Kibwana, Mutula Trade Blows Over Stalled Makueni Projects As Makindu Pulses Factory Row Erupts

News Makueni Governor Mutula Kilonzo Jnr and Former Makueni Governor Prof. Kivutha Kibwana caught up in a Public spat over the fate of key development projects in the County. Photo by Andrew Mbuva.

By Andrew Mbuva.

Former Makueni Governor Prof. Kivutha Kibwana and current Governor Mutula Kilonzo Jnr have engaged in a sharp public exchange over the fate of key development projects in the county, reigniting debate over leadership, continuity, and accountability in devolved governance.

The war of words was triggered by Prof. Kibwana’s New Year message, in which he lamented the continued closure of the Makindu Pulses Factory, describing it as a missed opportunity for farmers and the rural economy. Kibwana argued that Makueni’s heavy reliance on pulses such as green grams (ndengu), pigeon peas (mbaazi), and cowpeas (kunde) could translate into significant economic gains through deliberate value addition.

“The idle Makindu pulses factory stands as a lost opportunity. Bringing it back would ease pressure on farmers and revitalize the local pulses industry,” Kibwana stated, adding that he was saddened the facility closed after he left office in 2022.

Governor Mutula Kilonzo Jnr swiftly dismissed the claims, terming them inaccurate and misleading. In a detailed response, Mutula said the factory was among several stalled World Bank–supported projects his administration inherited in a state of disrepair and without clear operational frameworks.

“When I got into office, we found many stalled projects. Makindu was one of them. There was no business plan handed over, or it was hidden,” Mutula said. He noted that the facility had leaking roofs, stored produce during a drought without an approved disposal or sale mechanism under the Finance Act, and had been flagged by auditors soon after.

The governor further revealed that the factory faced serious legal and operational challenges, including licensing hurdles, lack of a KRA PIN, and only one remaining staff member. While designed to process up to 32,000 tonnes per day, Mutula argued that current production levels in Makueni could not sustain such capacity.

“It was obvious we do not have the production capacity. The factory can serve the whole of Eastern and Southern counties, but we must first increase output,” he said, pointing to newly formed farmer Saccos, seed distribution, fertilizer depots, and feasibility studies conducted through the Sustainable Urban Economic Development (SUEDE) programme to attract private investors.

Kibwana, however, escalated the criticism, insisting that the county he handed over was stable, functional, and consistently ranked among top performers with clean audit outcomes. He accused Mutula’s administration of neglecting strategic economic initiatives such as the Kitise Poultry Abattoir, Makueni Universal Healthcare, and the Makueni Milk Project.

“Endless complaints about leaking roofs, absent business plans, and inherited challenges only expose a failure of leadership. Governance is about fixing problems, not lamenting them,” Kibwana said, warning that the neglect of high-impact projects would ultimately be judged by the people of Makueni.

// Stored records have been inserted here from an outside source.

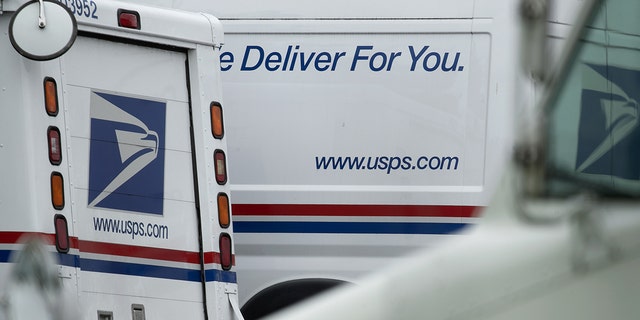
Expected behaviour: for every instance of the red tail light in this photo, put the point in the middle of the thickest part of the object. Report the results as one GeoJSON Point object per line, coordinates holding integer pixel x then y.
{"type": "Point", "coordinates": [220, 164]}
{"type": "Point", "coordinates": [226, 257]}
{"type": "Point", "coordinates": [57, 191]}
{"type": "Point", "coordinates": [62, 233]}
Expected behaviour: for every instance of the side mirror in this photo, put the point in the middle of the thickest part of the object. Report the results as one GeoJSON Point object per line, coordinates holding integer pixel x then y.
{"type": "Point", "coordinates": [42, 30]}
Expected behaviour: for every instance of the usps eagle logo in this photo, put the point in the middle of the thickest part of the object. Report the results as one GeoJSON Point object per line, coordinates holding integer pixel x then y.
{"type": "Point", "coordinates": [609, 134]}
{"type": "Point", "coordinates": [126, 154]}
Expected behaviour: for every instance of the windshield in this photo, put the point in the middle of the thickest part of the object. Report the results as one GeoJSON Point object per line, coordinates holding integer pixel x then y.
{"type": "Point", "coordinates": [593, 132]}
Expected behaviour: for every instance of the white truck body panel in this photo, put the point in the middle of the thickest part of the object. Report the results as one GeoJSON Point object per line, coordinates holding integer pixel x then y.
{"type": "Point", "coordinates": [137, 163]}
{"type": "Point", "coordinates": [360, 132]}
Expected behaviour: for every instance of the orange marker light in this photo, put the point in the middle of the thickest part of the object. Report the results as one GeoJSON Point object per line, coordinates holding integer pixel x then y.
{"type": "Point", "coordinates": [50, 96]}
{"type": "Point", "coordinates": [224, 217]}
{"type": "Point", "coordinates": [217, 127]}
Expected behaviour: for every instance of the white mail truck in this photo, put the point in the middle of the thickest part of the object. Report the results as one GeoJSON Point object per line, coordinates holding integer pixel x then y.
{"type": "Point", "coordinates": [113, 150]}
{"type": "Point", "coordinates": [359, 131]}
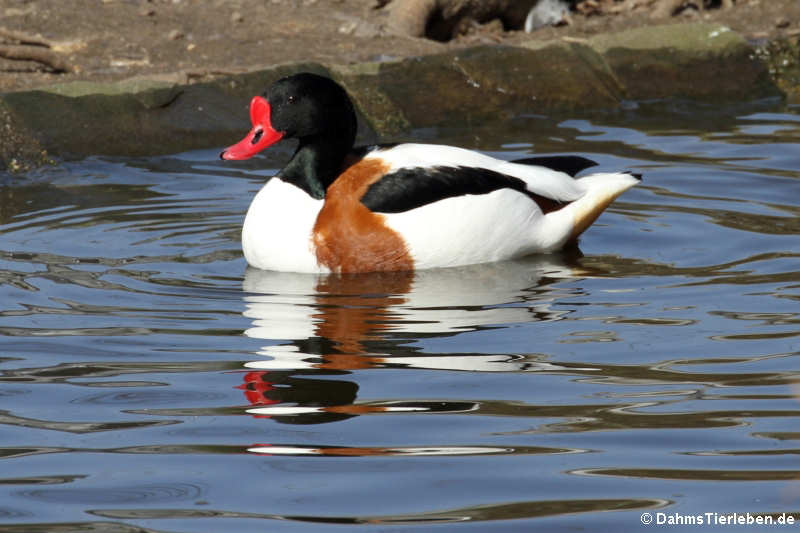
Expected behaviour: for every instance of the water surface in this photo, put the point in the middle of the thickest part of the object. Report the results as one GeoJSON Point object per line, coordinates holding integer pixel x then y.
{"type": "Point", "coordinates": [150, 381]}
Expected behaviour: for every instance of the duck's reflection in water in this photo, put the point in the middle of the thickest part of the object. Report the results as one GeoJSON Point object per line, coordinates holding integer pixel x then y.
{"type": "Point", "coordinates": [324, 327]}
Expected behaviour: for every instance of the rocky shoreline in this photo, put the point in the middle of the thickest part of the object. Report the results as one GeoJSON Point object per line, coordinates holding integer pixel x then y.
{"type": "Point", "coordinates": [151, 114]}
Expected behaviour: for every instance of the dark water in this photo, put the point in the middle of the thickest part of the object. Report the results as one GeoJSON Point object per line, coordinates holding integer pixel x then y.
{"type": "Point", "coordinates": [150, 382]}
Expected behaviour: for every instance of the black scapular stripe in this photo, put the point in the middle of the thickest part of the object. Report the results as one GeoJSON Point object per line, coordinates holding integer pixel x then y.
{"type": "Point", "coordinates": [409, 188]}
{"type": "Point", "coordinates": [570, 164]}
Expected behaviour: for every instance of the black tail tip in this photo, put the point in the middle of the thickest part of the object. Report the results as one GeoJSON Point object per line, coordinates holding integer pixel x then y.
{"type": "Point", "coordinates": [636, 175]}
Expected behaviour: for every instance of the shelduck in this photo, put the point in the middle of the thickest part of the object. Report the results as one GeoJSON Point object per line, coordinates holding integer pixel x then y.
{"type": "Point", "coordinates": [336, 208]}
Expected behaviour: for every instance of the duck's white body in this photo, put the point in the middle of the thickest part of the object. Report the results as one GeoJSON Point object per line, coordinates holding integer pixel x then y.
{"type": "Point", "coordinates": [279, 230]}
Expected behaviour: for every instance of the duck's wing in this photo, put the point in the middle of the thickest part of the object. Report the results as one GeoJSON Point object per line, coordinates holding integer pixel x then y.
{"type": "Point", "coordinates": [419, 174]}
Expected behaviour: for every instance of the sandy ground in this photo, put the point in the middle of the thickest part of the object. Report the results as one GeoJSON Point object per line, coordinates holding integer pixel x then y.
{"type": "Point", "coordinates": [194, 39]}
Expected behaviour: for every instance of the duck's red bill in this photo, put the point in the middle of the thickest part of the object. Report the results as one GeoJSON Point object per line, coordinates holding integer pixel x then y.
{"type": "Point", "coordinates": [261, 136]}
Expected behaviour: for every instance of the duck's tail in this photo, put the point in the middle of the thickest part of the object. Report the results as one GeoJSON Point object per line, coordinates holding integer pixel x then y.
{"type": "Point", "coordinates": [601, 190]}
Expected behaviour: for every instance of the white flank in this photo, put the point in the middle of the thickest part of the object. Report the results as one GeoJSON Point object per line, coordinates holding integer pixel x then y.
{"type": "Point", "coordinates": [462, 230]}
{"type": "Point", "coordinates": [276, 234]}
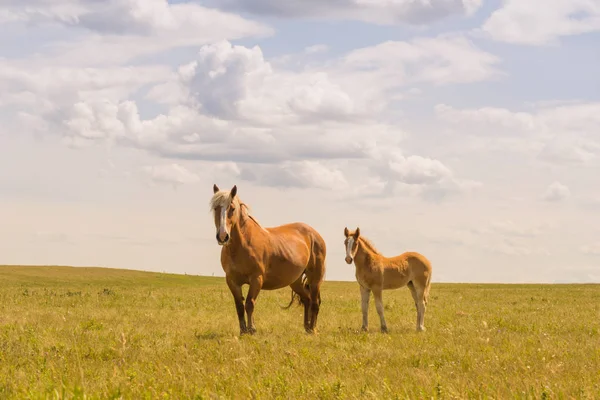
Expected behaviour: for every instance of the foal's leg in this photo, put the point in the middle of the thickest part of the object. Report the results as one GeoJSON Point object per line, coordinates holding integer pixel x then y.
{"type": "Point", "coordinates": [365, 293]}
{"type": "Point", "coordinates": [255, 286]}
{"type": "Point", "coordinates": [379, 307]}
{"type": "Point", "coordinates": [413, 292]}
{"type": "Point", "coordinates": [421, 307]}
{"type": "Point", "coordinates": [236, 291]}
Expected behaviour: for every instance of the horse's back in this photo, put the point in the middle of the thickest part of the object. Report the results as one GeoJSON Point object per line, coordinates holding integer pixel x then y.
{"type": "Point", "coordinates": [299, 228]}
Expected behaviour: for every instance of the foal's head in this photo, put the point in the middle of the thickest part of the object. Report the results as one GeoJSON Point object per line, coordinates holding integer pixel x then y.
{"type": "Point", "coordinates": [225, 206]}
{"type": "Point", "coordinates": [351, 244]}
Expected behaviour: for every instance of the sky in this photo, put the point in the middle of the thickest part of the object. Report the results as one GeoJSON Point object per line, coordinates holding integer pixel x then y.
{"type": "Point", "coordinates": [466, 130]}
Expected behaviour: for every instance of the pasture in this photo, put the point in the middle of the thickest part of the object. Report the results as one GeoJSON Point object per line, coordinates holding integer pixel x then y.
{"type": "Point", "coordinates": [105, 333]}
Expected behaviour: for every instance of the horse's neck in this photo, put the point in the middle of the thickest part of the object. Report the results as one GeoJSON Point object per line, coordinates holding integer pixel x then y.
{"type": "Point", "coordinates": [245, 228]}
{"type": "Point", "coordinates": [365, 257]}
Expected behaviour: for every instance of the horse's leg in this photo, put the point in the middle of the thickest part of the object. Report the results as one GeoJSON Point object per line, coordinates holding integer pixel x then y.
{"type": "Point", "coordinates": [298, 287]}
{"type": "Point", "coordinates": [365, 294]}
{"type": "Point", "coordinates": [314, 279]}
{"type": "Point", "coordinates": [255, 286]}
{"type": "Point", "coordinates": [421, 307]}
{"type": "Point", "coordinates": [236, 291]}
{"type": "Point", "coordinates": [379, 307]}
{"type": "Point", "coordinates": [413, 292]}
{"type": "Point", "coordinates": [315, 304]}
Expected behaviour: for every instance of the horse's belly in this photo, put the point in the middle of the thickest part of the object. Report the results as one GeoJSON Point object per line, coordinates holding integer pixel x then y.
{"type": "Point", "coordinates": [279, 276]}
{"type": "Point", "coordinates": [394, 279]}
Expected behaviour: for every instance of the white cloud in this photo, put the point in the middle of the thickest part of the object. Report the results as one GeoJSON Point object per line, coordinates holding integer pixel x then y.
{"type": "Point", "coordinates": [299, 174]}
{"type": "Point", "coordinates": [119, 31]}
{"type": "Point", "coordinates": [373, 11]}
{"type": "Point", "coordinates": [555, 192]}
{"type": "Point", "coordinates": [232, 105]}
{"type": "Point", "coordinates": [525, 22]}
{"type": "Point", "coordinates": [445, 59]}
{"type": "Point", "coordinates": [560, 135]}
{"type": "Point", "coordinates": [591, 249]}
{"type": "Point", "coordinates": [170, 174]}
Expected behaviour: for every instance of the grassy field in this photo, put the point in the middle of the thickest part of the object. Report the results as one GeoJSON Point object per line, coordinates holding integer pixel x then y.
{"type": "Point", "coordinates": [103, 333]}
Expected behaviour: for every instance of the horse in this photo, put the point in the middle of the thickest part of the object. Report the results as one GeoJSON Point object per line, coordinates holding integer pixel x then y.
{"type": "Point", "coordinates": [376, 273]}
{"type": "Point", "coordinates": [267, 258]}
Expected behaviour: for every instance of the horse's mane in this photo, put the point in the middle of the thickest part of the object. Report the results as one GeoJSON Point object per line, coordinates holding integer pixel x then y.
{"type": "Point", "coordinates": [368, 244]}
{"type": "Point", "coordinates": [223, 198]}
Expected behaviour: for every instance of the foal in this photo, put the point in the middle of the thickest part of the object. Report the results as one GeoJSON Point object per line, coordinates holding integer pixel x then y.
{"type": "Point", "coordinates": [375, 273]}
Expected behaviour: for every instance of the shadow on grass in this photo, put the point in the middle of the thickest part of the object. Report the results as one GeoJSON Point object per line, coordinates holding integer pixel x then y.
{"type": "Point", "coordinates": [209, 335]}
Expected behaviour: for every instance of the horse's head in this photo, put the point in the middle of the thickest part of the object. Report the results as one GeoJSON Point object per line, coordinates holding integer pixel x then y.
{"type": "Point", "coordinates": [225, 206]}
{"type": "Point", "coordinates": [351, 244]}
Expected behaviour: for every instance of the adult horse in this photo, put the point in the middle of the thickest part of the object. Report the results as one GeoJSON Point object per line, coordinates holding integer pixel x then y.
{"type": "Point", "coordinates": [376, 273]}
{"type": "Point", "coordinates": [267, 258]}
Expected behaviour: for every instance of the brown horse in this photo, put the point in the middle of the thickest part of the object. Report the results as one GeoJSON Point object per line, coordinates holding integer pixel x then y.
{"type": "Point", "coordinates": [375, 272]}
{"type": "Point", "coordinates": [267, 258]}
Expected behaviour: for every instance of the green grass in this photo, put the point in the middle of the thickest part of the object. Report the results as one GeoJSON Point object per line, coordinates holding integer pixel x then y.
{"type": "Point", "coordinates": [104, 333]}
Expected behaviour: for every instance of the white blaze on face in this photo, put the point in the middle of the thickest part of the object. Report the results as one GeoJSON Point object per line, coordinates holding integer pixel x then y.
{"type": "Point", "coordinates": [222, 224]}
{"type": "Point", "coordinates": [349, 246]}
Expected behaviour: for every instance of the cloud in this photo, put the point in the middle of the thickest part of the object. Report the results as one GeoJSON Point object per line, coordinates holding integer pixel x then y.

He also questioned budgetary decisions made after 2022, alleging that supplementary budgets disrupted ongoing projects, including the diversion of funds earmarked for Kikima Hospital, and raised concerns over variations to already procured projects such as Mukuyuni Market.

In response, Governor Mutula defended his leadership, saying he had embraced county staff rather than purging them, absorbed inherited liabilities—including a Sh150 million pension bill—and managed governance amid shrinking national transfers, economic downturns, and climate shocks.

On Kitise Poultry Abattoir, Mutula said technical assessments found the facility unsuitable for food handling due to its timber roofing, describing it as a “nearly lost investment” that would require rebuilding or repurposing.

“Funds have not been forthcoming. Counties are operating on deficits despite increased own-source revenue,” he said, adding that challenges facing agriculture were national in nature, with key resources still controlled by the national government.

Despite the heated exchange, Mutula maintained he had avoided apportioning blame, describing restraint as a hallmark of leadership, while reaffirming his commitment to leaving Makueni in a better state for future administrations.

The public spat has drawn significant attention, with residents closely watching how the county’s stalled projects—seen as potential game changers for agriculture and industrialization—will be resolved. 

As both leaders invoke accountability to the people of Makueni, the debate underscores a broader national question: how counties can balance inherited challenges, political transitions, and long-term economic planning under devolution.